# Get Your Own Fordite?



## penicillin (May 11, 2021)

I have seen some beautiful pens made from "Fordite". According to what I learned here on Penturners.org, Fordite comes from many layers of paint that build up in automobile factories when the paint is applied to new cars during the manufacturing process. Eventually there is so much paint buildup that the manufacturer must stop production and scrape it off. It is the thick, layered scrapings that are cut into pen blank sizes and become Fordite. Repeating: I don't know if I am missing something, but that is what I learned here. Please correct any misunderstandings.

Here is my question:
There are lots of auto body and auto paint repair shops around the country. Is there any chance that I could go to one of the local auto paint shops and offer to help with the nasty job of scraping off the dried paint in return for a few pieces of the scrapings? Does that yield Fordite? Is local body shop paint different? If the layers are too thin, can I combine them with epoxy to make pen blank sizes?

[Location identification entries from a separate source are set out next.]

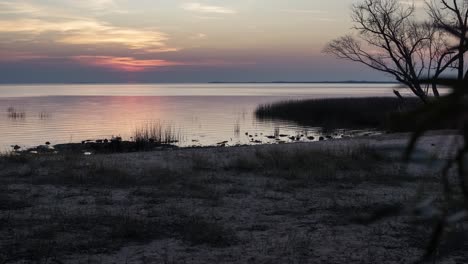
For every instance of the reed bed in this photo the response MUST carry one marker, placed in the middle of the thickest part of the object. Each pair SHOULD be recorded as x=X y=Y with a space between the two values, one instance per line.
x=14 y=113
x=351 y=113
x=156 y=133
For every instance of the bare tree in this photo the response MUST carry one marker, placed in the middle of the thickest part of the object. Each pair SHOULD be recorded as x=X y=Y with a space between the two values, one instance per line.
x=452 y=16
x=390 y=40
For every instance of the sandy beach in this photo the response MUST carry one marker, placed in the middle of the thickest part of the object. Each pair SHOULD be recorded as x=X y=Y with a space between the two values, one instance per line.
x=288 y=203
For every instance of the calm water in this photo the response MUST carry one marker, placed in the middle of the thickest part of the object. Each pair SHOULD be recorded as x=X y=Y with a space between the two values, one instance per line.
x=205 y=114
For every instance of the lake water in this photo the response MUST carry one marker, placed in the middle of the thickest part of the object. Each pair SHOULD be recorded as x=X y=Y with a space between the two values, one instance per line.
x=203 y=114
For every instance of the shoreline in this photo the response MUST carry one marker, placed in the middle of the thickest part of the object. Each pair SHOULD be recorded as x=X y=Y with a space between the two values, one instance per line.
x=249 y=204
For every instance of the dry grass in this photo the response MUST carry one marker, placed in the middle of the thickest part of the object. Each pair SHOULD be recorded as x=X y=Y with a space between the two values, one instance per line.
x=267 y=204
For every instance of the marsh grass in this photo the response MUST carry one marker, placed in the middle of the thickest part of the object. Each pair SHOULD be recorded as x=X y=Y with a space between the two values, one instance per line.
x=67 y=205
x=156 y=133
x=14 y=113
x=350 y=113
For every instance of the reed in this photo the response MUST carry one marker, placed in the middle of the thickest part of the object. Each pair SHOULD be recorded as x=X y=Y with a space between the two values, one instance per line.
x=156 y=133
x=351 y=113
x=14 y=113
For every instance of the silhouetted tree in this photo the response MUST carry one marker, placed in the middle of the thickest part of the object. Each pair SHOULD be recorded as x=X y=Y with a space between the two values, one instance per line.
x=391 y=40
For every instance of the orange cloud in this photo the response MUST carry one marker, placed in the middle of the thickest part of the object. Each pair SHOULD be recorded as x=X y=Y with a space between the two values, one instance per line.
x=124 y=63
x=130 y=64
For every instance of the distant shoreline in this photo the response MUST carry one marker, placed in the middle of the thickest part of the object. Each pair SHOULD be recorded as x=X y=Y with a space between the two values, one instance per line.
x=213 y=82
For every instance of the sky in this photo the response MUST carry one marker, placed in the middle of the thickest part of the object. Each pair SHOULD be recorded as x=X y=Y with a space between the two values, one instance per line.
x=60 y=41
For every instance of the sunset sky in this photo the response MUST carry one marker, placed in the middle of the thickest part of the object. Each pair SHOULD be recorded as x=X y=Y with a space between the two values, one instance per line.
x=173 y=41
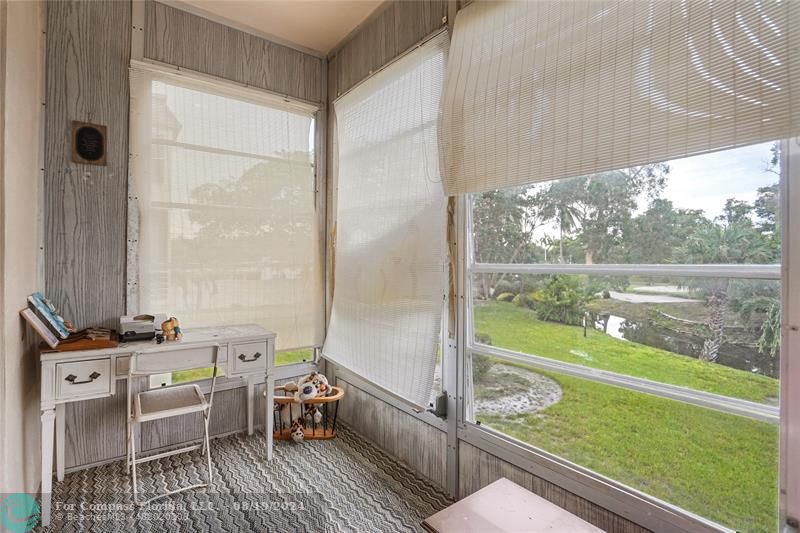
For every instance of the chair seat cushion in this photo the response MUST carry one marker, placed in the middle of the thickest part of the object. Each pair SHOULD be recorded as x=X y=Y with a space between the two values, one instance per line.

-> In other words, is this a dumb idea? Are people already getting their pen blanks from this source? What am I missing or misunderstanding?


----------



## hooked (May 11, 2021)

From what I have read, Fordite is a byproduct of hand-painting cars.  Cars are now painted by an automated electrostatic process, so old fordite is pretty rare and valuable.  Auto body shops still do hand painting, and you can gather it.  The problem is that most cars going through body shops these days are black, white, gray, or some variation of it.  You don't get much of the intense color layering.  It's not the same quality as the crazy colorful stuff that we see on these pens.


----------



## EricRN (May 11, 2021)

You might be able to get some from auto repair and body-shops.  From what I have seen, part of the appeal of Fordite is its provenance.  It's not just that it makes a beautifully turned pen and other items with swirls of bright color that are unique and uncovered as you turn.  It's that the Fordite chunk came from a specific factory.  So, for example, Fordite from the Corvette factory (ironic, I know) in Bowling Green can be quite expensive because people like the provenance of something associated with such a historic car.  So, if you want the look, you might be able to grab something from an autobody shop.  But you likely might be giving someone less than what they are looking for when looking for a pen made of Fordite.  Fordite from "Joe's dent repair and auto body" just doesn't have the same cache.


----------



## PatrickR (May 11, 2021)

If you are inclined you could make your own but it will take a lot of time. bags of small pieces can be had on e-bay for a decent price just not from the corvette factory. I wonder how much of it was thrown into the trash before someone got smart.


----------



## Joebobber (May 11, 2021)

I know at Trail King Industries where I worked it would build up on the air lines and saw horses, but at Case/New Holland it was always cleaned up real nice so it never built up.  I guess it just depends on each places cleaning standards.  Thr build up at Trail King was never enough to make a pen with, and people kept picking it off to throw at us welders...  lol


----------



## sorcerertd (May 11, 2021)

It is funny that the name Fordite is used more often than the other name of Detroit Agate.  Especially since most of what we see isn't really from Fords.  Still, it's beautiful stuff even without a name or story behind where it came from.


----------



## leehljp (May 11, 2021)

Start looking now. They are going to become more rare in the future. A body shop owner that I know says that he paints less than half the amount that he did 7 to 8 years ago - because many body panels are now plastic and most come in the color needed. I was somewhat shocked as I didn't realize this. But it is cheaper to replace plastic panels in the color of the vehicle than repair a metal panel and then paint it.


----------